Editorial: the microbiome, aspirin and colorectal cancer—authors' reply

We appreciate the insightful editorial by Drs. O'Grady and Quigley¹ about our double-blind, placebo-controlled, randomised study in 50 healthy volunteers. Our study showed a potentially beneficial effect of aspirin on certain gut microbiome taxa in the direction opposite to inflammation and colorectal cancer (CRC) development.² In line with our study, a recent animal study demonstrated that stool samples from mice fed with aspirin had an increase in anti-inflammatory bacteria and reduction in pro-inflammatory bacteria.³ Also consistent with our findings, a recent cross-sectional study did not detect a difference in microbiome diversity, but did find a difference in individual taxa in 20 individuals who did and did not receive combined anti-platelet treatment including aspirin and clopidogrel.⁴

We agree that some observed changes in our study might be explained by diet or use of drugs, other than aspirin, due to the differential changes in aspirin and placebo arms during intervention. However, this was a blinded, randomised study of healthy participants 50-75 years old; subjects were asked not to make major changes, and they did not self-report changes during interviews conducted every three weeks. Thus, we do not anticipate substantial differential alterations in lifestyle or comorbidities over a 6-week intervention.

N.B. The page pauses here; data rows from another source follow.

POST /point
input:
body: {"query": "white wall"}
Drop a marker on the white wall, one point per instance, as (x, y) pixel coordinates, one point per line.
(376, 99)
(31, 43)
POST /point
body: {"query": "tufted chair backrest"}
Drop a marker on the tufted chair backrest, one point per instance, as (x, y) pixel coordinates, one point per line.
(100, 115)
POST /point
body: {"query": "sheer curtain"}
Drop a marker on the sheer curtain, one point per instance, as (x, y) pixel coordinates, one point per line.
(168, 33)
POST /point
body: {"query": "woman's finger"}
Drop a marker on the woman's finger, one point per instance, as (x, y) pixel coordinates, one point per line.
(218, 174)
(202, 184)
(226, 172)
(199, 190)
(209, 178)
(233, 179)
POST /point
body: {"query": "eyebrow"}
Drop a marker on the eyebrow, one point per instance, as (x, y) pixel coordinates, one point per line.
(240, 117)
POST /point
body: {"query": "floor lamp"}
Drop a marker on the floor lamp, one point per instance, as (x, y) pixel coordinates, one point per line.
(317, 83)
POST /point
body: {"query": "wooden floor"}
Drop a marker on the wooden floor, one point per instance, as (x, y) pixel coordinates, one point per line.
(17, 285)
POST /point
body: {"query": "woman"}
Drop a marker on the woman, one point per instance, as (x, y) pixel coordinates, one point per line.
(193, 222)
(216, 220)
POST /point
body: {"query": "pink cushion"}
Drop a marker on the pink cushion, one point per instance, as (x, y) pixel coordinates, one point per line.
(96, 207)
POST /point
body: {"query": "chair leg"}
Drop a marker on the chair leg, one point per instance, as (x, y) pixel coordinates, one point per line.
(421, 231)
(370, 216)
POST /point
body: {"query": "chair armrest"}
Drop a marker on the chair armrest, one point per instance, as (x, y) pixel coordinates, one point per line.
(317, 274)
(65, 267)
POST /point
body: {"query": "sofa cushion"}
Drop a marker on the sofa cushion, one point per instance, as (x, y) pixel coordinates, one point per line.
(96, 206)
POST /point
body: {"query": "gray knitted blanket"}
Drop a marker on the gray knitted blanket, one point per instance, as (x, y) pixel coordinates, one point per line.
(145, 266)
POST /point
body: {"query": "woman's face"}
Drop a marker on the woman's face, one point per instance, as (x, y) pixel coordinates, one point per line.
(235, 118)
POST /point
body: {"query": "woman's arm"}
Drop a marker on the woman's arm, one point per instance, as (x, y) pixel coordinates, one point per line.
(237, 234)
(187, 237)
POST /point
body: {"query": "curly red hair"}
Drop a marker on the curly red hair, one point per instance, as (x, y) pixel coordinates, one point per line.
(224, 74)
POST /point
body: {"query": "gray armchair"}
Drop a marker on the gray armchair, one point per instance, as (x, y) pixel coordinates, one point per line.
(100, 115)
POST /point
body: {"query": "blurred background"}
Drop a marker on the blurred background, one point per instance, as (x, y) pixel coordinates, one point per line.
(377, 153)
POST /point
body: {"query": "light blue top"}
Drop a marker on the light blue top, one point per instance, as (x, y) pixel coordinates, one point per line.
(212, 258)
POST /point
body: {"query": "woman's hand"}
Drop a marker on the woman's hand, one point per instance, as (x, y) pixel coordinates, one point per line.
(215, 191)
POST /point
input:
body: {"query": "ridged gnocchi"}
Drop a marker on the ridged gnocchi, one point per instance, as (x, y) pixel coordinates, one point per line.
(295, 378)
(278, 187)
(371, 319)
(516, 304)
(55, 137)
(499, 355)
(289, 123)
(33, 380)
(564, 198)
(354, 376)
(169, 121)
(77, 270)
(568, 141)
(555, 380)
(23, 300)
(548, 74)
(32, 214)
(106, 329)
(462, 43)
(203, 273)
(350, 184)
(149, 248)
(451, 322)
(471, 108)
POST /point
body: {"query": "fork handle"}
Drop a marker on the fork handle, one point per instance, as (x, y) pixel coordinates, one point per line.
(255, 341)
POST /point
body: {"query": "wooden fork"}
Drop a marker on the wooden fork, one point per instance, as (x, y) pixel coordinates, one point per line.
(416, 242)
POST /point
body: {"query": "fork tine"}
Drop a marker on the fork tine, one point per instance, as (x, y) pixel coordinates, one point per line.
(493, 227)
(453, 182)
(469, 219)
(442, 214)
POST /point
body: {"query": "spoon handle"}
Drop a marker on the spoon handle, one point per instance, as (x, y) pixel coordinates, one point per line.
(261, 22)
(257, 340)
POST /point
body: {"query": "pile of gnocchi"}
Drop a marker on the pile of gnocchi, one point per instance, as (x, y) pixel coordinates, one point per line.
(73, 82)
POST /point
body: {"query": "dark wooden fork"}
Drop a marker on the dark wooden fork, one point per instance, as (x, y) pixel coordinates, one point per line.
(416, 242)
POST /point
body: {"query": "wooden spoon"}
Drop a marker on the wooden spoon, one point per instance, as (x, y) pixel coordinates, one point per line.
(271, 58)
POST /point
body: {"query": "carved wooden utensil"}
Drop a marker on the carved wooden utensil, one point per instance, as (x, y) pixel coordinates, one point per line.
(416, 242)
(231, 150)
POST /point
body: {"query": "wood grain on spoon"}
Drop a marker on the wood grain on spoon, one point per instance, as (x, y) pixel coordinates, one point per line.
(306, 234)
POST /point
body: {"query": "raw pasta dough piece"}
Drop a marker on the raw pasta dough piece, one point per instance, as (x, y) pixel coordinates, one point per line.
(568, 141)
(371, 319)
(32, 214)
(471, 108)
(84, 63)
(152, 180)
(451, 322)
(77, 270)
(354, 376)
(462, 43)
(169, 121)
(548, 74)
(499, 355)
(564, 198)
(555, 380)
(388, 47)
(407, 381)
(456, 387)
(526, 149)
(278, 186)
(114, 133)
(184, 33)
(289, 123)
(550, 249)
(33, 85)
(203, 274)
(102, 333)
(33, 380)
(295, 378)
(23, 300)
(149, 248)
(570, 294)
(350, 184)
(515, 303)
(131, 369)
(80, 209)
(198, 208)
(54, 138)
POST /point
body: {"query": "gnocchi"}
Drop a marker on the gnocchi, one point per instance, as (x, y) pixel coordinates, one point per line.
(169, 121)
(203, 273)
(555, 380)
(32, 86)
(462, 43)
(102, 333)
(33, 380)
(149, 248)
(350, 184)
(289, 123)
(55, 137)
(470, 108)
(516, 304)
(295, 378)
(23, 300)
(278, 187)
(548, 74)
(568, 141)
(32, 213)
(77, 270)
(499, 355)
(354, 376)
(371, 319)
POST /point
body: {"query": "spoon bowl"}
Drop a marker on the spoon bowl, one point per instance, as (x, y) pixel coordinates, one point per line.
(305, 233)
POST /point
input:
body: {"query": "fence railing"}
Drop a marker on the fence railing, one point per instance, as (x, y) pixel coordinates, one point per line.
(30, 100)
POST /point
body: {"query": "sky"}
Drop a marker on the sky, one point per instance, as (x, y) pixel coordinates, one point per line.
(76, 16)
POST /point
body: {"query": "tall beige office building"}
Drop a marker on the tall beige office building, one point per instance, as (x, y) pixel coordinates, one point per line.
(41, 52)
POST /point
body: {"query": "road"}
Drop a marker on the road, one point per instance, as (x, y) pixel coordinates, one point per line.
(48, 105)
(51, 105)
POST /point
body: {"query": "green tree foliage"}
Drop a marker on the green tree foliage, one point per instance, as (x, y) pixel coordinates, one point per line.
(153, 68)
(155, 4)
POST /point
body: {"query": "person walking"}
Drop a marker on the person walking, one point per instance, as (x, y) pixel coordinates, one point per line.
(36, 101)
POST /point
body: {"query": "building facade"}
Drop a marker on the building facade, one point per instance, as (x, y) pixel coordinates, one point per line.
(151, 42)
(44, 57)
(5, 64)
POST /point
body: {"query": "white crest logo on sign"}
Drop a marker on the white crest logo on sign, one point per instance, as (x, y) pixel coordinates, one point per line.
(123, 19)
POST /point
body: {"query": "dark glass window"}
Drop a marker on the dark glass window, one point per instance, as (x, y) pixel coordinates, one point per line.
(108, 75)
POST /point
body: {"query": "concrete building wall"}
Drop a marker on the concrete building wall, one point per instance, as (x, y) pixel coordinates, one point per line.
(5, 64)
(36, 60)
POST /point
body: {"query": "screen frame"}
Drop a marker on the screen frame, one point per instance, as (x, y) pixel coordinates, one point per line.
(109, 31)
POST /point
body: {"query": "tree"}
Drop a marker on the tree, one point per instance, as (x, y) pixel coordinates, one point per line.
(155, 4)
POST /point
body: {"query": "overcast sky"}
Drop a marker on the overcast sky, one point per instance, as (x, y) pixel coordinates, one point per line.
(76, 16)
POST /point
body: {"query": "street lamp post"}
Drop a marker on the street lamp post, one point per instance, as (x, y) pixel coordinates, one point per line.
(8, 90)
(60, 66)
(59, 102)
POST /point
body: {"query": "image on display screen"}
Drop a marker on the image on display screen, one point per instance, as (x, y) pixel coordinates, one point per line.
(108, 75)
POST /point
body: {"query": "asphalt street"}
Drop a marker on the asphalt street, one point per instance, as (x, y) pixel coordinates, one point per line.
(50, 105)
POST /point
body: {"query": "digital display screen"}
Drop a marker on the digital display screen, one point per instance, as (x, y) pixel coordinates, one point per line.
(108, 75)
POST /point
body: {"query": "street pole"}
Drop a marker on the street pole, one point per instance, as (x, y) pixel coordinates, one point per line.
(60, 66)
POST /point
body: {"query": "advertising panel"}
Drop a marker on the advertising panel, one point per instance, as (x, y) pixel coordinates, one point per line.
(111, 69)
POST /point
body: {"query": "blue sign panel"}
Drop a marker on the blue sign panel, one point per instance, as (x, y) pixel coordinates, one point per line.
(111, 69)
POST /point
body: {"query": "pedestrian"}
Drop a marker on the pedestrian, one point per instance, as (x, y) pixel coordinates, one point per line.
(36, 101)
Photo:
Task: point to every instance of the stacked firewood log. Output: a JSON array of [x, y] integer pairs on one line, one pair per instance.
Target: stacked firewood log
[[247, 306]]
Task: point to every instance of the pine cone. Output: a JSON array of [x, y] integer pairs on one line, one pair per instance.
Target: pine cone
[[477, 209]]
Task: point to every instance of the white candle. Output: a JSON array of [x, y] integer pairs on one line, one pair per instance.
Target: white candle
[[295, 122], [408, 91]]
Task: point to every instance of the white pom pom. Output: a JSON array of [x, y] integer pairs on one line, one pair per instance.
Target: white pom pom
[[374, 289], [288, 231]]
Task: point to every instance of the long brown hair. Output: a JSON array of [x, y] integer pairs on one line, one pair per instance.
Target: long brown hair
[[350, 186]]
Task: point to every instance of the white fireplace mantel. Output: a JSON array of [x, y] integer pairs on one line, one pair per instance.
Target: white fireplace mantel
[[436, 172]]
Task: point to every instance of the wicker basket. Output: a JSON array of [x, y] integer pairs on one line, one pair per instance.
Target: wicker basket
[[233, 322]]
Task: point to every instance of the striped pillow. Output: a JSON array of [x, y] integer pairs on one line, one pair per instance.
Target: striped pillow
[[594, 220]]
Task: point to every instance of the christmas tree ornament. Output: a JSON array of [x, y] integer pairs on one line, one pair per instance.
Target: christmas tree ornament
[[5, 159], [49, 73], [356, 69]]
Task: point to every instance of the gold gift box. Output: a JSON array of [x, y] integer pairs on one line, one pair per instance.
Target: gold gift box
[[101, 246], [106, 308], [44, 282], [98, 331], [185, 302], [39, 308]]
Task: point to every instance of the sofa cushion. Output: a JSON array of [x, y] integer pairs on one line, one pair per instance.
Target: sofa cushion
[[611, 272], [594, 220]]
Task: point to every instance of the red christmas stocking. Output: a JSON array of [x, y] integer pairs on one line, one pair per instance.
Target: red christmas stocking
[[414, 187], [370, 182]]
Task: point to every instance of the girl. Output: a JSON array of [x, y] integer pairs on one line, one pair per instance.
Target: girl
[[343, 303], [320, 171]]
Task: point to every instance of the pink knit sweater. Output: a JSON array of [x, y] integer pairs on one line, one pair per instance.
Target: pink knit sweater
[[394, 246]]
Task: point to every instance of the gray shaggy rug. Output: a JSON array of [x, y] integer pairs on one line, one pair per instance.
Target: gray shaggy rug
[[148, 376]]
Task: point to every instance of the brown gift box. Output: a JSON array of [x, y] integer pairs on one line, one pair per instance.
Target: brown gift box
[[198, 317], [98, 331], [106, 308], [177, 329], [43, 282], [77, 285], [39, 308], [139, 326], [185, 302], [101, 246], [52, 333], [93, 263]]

The editorial made an important point about studying salivary (in addition to gut) microbiota in individuals at CRC risk who would benefit from aspirin chemoprevention. We strongly agree about the relevance of oral microbiota. Compared to healthy controls, the oral microbiome in patients with CRC may have a higher relative abundance of taxa associated with inflammation (such as Fusobacterium, Peptostreptococcus, and Porphyromonas).^{5, 6} Also, in rats, aspirin use was associated with changes in oral microbiome taxa.⁷ Our unpublished results on aspirin and oral microbiome support those findings.

We also agree that longer and larger studies are required. Such studies should include individuals at high CRC risk and use advanced methods for microbiome analysis, such as metagenomics and metabolomics. Also, such studies should account for a major limitation of long-term aspirin use—namely the high risk of gastrointestinal bleeding. For prolonged use, aspirin should be combined with drugs or food additives that could mitigate its adverse effects in the upper gastrointestinal tract. Previous studies proposed two strains that may reverse aspirin-induced enteropathy, including Bifidobacterium breve (BIF195)⁸ and Lactobacillus gasseri (OLL2716).⁹ Furthermore, when designing future trials, researchers should account for the latest findings from animal and human studies, because this field is developing rapidly. For instance, Zhao et al³ not only showed that aspirin affects gut microbiome, but also found that certain bacteria––Lysinibacillus sphaericus––degrade aspirin and impair its anti-cancer effect. That finding implies that aspirin would not be useful among those with a higher abundance of Lysinibacillus sphaericus. Therefore, the main goals of future trials should be to determine the optimal regimen for aspirin use alone and combined with probiotics, and to identify individuals who would benefit most from aspirin chemoprevention but have the fewest side effects.